Earthquakes usually come and go, and they often leave traces of devastation. However, what earthquakes do not usually do is turn around again. But it appears that it can do so under very rare circumstances!
In a new study, geologists have found evidence of a rare and unprecedented aftershock that shook the bottom of the Atlantic in 2016.
This tremor is called “back-propagating supershear rupture”, which is an earthquake that bounces backward spreading and refraction occurs at a speed higher than the velocity of the shear waves (surface waves), so the result is the plane penetrates the sound wall and exceeds its speed Sound, which leads to a sonic explosion.
This tremor occurred along the Romanche fracture zone (rift zone) near the equator between the west coast of Africa and the east coast of Brazil .
In this rift zone, a earthquake of magnitude 7.1 occurred in August 2016. The fault extends in that region for about 900 km between the African tectonic plate and the South American tectonic plate; Close to the Mid-Atlantic Mountains. The earthquake was detected by seismometers installed under the ocean in the area, as well as monitoring stations far from the area.
The analysis of the seismic waves indicated that it was an unusual tremor, it was a strange earthquake that happened in one direction, but quickly turned and returned again more quickly than before.
Lead researcher and seismologist Stephen Hicks of Imperial College London said: “While scientists have found that this reversible shock mechanism is possible from theoretical models, our new study provides some clear evidence for this ambiguous mechanism in the fault. real”.
According to the analysis of seismic data, the 2016 earthquake marked two different phases.

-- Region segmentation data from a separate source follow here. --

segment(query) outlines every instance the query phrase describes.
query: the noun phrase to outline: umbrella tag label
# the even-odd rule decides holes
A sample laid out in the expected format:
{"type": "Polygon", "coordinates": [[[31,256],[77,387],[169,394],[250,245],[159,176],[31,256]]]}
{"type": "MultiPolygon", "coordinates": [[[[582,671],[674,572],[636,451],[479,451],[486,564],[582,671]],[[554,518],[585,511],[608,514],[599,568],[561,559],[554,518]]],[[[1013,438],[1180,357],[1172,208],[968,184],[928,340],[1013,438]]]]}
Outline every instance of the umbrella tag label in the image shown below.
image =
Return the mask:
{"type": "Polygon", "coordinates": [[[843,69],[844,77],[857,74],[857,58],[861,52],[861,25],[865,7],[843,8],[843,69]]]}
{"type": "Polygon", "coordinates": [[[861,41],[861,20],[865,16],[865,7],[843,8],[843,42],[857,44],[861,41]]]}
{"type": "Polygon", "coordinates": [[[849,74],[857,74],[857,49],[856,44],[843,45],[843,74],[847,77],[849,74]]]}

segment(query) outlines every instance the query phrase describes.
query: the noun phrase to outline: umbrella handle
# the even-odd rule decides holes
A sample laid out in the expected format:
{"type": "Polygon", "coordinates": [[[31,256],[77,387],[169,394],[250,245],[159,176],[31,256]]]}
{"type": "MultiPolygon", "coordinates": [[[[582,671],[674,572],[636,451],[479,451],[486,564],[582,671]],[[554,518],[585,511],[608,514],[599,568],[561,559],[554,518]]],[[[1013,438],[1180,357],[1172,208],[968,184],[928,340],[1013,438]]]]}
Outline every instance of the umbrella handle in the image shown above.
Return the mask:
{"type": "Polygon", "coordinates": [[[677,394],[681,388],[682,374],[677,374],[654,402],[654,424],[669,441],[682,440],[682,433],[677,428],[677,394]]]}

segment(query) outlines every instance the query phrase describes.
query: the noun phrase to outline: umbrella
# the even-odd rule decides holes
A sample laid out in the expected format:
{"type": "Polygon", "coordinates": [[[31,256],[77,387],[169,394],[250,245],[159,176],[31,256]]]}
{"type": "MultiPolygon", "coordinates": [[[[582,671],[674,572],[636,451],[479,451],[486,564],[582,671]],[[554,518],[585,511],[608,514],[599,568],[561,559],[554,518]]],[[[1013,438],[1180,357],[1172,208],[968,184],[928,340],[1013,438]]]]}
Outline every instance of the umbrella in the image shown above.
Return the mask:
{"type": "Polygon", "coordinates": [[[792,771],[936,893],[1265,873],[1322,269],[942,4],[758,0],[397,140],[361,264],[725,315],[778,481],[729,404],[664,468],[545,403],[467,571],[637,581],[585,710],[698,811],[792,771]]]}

First, the quake moved up and east towards a weak point where the fault zone meets the Mid-Atlantic Mountains. Then, in a sudden shift, the seismic wave headed and spread backward to the west, where the tremors returned to the center of the rift zone at a breakneck speed of 6 kilometers per second (3.7 miles per second).
“Although the fault synthesis (cracking) appears simple, the way in which the earthquake happened is not,” Hicks said. “This was totally against our expectations of what the earthquake would look like before we started analyzing the data.”
Although the researchers’ explanations are still speculative, they assume that the first deep stage of the earthquake released enough fault energy to reverse the fracture direction toward the shallow, underwater terrain.
“Either both parts of the fault were exposed to sufficient pressure before the earthquake to release sufficient seismic energy, or the seismic wave of deep refraction of the first side immediately increased the pressure on the surface part of the fault, leading to the release of the energy of the fault,” the researchers said in their paper.
Although seismologists and experts have previously studied reversal earthquakes (back-propagation of a full shear rupture), evidence for them is still sparse, often limited to theoretical simulations.
The observation of an earthquake like this, in the middle of the ocean, is the first of its kind, not to mention the force of seismic recoil that occurred at high speed (broke the sound wall).
“As far as I know, it is the first time that an earthquake like this has been reported,” said geophysicist Yoshihiro Kaneko of the GNS Science Research Institute in New Zealand (who was not part of the research team).